I am a multidisciplinary designer based out of Somerville, MA.

I have an educational background in product design, design research, and business strategy.  In short, I am obsessed with the intersection of design and business innovation. I love investigating how businesses lead their industries with strategic design positioning. All products and services have the same end goal: to give the user value that is worth the time/monetary cost. Design thinking can help find ways to make both the provided value more catered, and the cost more optimized. I believe design is a tool that helps us make sense of complex systems, and that is what perpetuates my love for problem-solving through design.

I began my journey as a designer in the garage of my childhood home, building toys, skate ramps, and forts as my father built Spanish missionary-style wood furniture out of cherry and walnut woods. By constantly building and prototyping, even as a child, I recognized the power of articulating thoughts through different mediums.


This process of building, refining, and repeating was ingrained in my head. I always knew I wanted to become a creator, but what I didn’t know was what I would end up doing for a profession. Design found me as I was looking for jobs that focus on expression, understanding, and creation.
Outside of professional life, I love creating watercolor and multi-medium artwork. I push pigments around until my brain feels happy about it. Painting makes me feel calm, nothing more to it!
Art portfolio :)

Contact me

Bored? Need a drink? Want to show me pictures of your dogs? Want to ask me what the image is? ...Or maybe you want to talk about working together. Whatever it is, hit me up, and let’s chat!

Email here:   Stevenmcalhoun@gmail.com
Or click here:  Contact form


Good design is fun (ctional)

  1. Design is a systematic process of solving problems within the limitations set onto us.
  2. Design is a method of communication that allows stakeholders to understand and translate our intents into action.
  3. Design solutions balance the needs of your users while ensuring your organization’s goals are achieved (these things ideally align!)



Good work makes me happy The thing that excites me most about design is its ability to teach me new things. Curiosity and stubbornness drive my quest for understanding. Design allows me to approach specific problems with definitive parameters. I’ve always thought that the most successful outcomes are generated from times of stress, limitation, and ambiguity.

Process makes perfect (ish)

Design without process is like baking without measuring. You may know what you need, you may know all the required materials, but without the correct sequence of steps, you’re leaving a lot of the work up to assumptions and luck.


My design process

  1. Investigate
    The most important aspect of design is understanding. This means understanding your goals, users, and the limitations that always come to rain on your design parade.
  2. Iterate
    Once the fuzzy ideas begin to form a design solution, the best thing to do is to create and fail.

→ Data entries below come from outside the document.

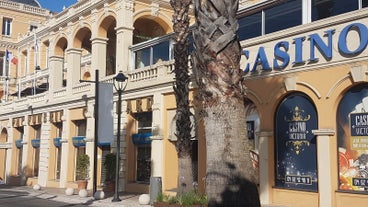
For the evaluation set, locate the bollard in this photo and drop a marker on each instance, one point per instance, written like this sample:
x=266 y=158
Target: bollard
x=155 y=188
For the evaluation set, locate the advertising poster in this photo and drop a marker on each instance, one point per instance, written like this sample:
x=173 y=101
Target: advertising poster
x=352 y=136
x=295 y=145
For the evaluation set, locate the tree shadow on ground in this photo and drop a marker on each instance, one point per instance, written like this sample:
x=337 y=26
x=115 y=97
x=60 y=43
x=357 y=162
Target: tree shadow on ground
x=240 y=192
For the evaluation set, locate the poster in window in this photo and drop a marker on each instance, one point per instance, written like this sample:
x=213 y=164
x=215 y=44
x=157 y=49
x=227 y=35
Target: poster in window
x=352 y=136
x=295 y=145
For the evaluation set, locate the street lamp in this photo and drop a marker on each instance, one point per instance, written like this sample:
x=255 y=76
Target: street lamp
x=119 y=85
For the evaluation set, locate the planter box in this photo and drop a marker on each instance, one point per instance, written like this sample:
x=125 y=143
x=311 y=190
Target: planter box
x=163 y=204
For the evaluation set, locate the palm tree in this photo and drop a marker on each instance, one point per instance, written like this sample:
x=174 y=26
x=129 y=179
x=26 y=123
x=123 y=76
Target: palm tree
x=181 y=89
x=230 y=178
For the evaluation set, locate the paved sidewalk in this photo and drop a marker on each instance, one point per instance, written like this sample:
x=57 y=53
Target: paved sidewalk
x=55 y=194
x=58 y=195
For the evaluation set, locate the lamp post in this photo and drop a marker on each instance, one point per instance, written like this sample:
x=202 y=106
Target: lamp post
x=119 y=85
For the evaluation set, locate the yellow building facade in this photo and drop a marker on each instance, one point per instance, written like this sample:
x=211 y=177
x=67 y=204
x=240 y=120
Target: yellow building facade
x=305 y=97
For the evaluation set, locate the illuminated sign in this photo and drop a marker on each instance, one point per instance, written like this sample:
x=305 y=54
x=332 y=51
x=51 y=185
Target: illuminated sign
x=323 y=43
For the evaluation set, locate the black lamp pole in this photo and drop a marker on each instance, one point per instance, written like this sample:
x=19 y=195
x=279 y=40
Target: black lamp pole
x=119 y=80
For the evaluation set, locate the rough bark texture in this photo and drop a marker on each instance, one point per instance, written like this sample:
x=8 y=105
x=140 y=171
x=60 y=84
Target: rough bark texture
x=230 y=176
x=181 y=89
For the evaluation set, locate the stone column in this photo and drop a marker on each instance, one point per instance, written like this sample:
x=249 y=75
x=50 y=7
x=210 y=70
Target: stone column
x=90 y=140
x=26 y=144
x=264 y=170
x=99 y=55
x=65 y=149
x=324 y=158
x=124 y=34
x=44 y=150
x=157 y=138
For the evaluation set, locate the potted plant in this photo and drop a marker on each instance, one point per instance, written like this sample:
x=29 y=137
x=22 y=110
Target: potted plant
x=82 y=169
x=110 y=167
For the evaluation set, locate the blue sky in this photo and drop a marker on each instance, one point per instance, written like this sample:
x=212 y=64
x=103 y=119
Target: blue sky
x=56 y=5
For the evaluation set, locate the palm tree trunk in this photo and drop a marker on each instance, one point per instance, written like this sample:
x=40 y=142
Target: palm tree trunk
x=230 y=176
x=181 y=89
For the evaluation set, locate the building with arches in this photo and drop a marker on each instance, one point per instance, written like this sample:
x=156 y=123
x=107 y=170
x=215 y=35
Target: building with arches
x=305 y=65
x=48 y=107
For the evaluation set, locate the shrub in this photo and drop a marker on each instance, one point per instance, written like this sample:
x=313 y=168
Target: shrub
x=184 y=199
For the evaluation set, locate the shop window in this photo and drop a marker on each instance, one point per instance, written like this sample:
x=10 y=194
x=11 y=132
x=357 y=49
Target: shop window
x=19 y=155
x=327 y=8
x=79 y=151
x=283 y=16
x=352 y=138
x=143 y=162
x=7 y=24
x=105 y=151
x=295 y=145
x=36 y=148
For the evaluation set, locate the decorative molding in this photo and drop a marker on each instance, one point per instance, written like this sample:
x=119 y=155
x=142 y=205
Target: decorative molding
x=315 y=91
x=358 y=73
x=339 y=82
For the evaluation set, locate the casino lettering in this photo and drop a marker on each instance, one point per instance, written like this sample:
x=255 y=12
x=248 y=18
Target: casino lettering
x=282 y=58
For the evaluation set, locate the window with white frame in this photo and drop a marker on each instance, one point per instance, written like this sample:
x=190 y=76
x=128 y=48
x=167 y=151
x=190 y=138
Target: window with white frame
x=7 y=22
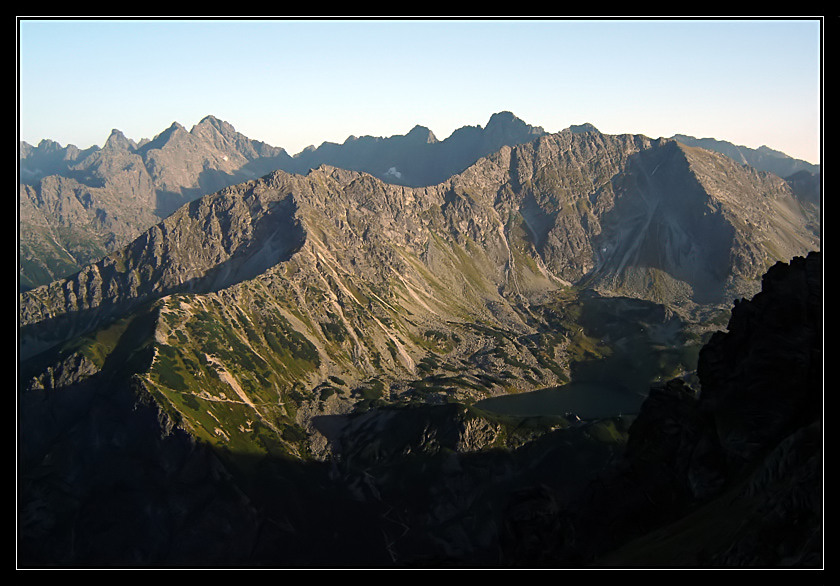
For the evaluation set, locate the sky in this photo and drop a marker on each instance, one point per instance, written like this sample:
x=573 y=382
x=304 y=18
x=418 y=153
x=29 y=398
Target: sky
x=293 y=83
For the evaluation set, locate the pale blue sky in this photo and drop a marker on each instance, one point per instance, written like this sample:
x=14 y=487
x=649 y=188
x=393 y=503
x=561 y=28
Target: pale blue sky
x=293 y=83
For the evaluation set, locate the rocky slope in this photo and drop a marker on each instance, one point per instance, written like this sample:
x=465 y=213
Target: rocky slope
x=725 y=475
x=76 y=206
x=312 y=330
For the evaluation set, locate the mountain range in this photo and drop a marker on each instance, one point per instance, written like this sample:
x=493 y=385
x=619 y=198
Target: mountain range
x=374 y=358
x=76 y=205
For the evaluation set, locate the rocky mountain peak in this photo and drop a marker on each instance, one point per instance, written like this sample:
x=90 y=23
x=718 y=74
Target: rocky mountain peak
x=117 y=141
x=421 y=134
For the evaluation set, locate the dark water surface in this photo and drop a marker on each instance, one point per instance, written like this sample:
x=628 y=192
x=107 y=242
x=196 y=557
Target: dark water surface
x=587 y=400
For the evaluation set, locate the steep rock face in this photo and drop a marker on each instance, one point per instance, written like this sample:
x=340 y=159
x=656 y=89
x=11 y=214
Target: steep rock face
x=419 y=158
x=76 y=206
x=729 y=476
x=623 y=214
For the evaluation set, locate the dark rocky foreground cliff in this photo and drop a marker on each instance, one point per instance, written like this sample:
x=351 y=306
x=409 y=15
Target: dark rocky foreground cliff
x=725 y=473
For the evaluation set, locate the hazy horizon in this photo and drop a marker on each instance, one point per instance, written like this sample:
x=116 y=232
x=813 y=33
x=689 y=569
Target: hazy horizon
x=297 y=83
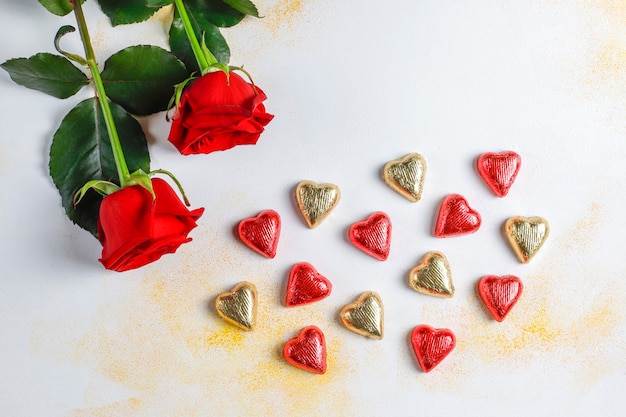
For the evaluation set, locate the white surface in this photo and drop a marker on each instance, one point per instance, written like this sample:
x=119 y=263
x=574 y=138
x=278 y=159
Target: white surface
x=353 y=85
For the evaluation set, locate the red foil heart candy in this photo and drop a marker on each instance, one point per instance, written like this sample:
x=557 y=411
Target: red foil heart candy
x=261 y=233
x=307 y=350
x=498 y=170
x=372 y=235
x=431 y=345
x=456 y=217
x=305 y=285
x=500 y=294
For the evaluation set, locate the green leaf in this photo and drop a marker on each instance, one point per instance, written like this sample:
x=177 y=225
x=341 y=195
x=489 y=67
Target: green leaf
x=142 y=78
x=58 y=7
x=122 y=12
x=81 y=152
x=243 y=6
x=214 y=11
x=179 y=44
x=52 y=74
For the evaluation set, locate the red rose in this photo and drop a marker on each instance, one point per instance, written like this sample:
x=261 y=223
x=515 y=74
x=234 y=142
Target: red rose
x=217 y=113
x=135 y=230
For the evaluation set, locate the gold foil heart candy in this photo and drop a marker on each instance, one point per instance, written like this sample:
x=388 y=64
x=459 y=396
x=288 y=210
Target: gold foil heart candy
x=316 y=201
x=432 y=276
x=526 y=235
x=238 y=306
x=406 y=176
x=365 y=315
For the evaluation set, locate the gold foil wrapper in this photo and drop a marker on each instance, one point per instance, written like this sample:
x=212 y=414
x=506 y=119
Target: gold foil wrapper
x=432 y=276
x=406 y=176
x=365 y=315
x=316 y=201
x=526 y=235
x=238 y=306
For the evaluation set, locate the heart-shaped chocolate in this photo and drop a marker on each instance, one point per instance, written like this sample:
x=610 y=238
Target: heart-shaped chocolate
x=316 y=201
x=238 y=306
x=306 y=285
x=500 y=294
x=526 y=235
x=456 y=217
x=365 y=315
x=372 y=235
x=498 y=170
x=307 y=350
x=261 y=233
x=431 y=345
x=406 y=176
x=432 y=276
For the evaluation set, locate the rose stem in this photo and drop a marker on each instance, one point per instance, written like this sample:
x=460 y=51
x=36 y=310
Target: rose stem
x=118 y=155
x=204 y=57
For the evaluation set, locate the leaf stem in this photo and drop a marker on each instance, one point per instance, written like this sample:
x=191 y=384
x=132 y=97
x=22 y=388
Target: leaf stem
x=203 y=56
x=118 y=154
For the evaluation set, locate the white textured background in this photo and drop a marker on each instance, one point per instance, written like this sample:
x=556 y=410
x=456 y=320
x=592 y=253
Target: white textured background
x=353 y=84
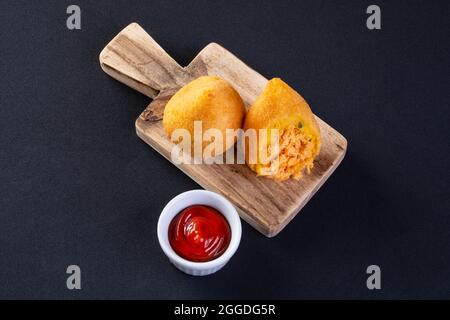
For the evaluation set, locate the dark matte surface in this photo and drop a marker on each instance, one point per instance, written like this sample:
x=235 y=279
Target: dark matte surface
x=78 y=187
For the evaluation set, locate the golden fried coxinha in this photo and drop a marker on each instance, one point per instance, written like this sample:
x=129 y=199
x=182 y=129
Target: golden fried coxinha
x=281 y=107
x=210 y=100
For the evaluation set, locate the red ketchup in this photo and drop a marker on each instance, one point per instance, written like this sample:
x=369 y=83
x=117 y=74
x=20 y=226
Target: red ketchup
x=199 y=233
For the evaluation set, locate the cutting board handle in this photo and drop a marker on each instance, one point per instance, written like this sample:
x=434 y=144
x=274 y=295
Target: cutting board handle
x=136 y=59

Only through knowing what is working and what is not can you truly tell if your solutions are perfect. (Inherently, no design is perfect though)

  3. Assess (inate?)
    Design methodology, much like the scientific methodology, relies on proving your hypotheses. Through user testing, designs are able to be “torn apart”. In other words, by assessing your designs, you are also allowing for the holes to show, for the oversights to be highlighted, and for the effectiveness of the design to be evaluated.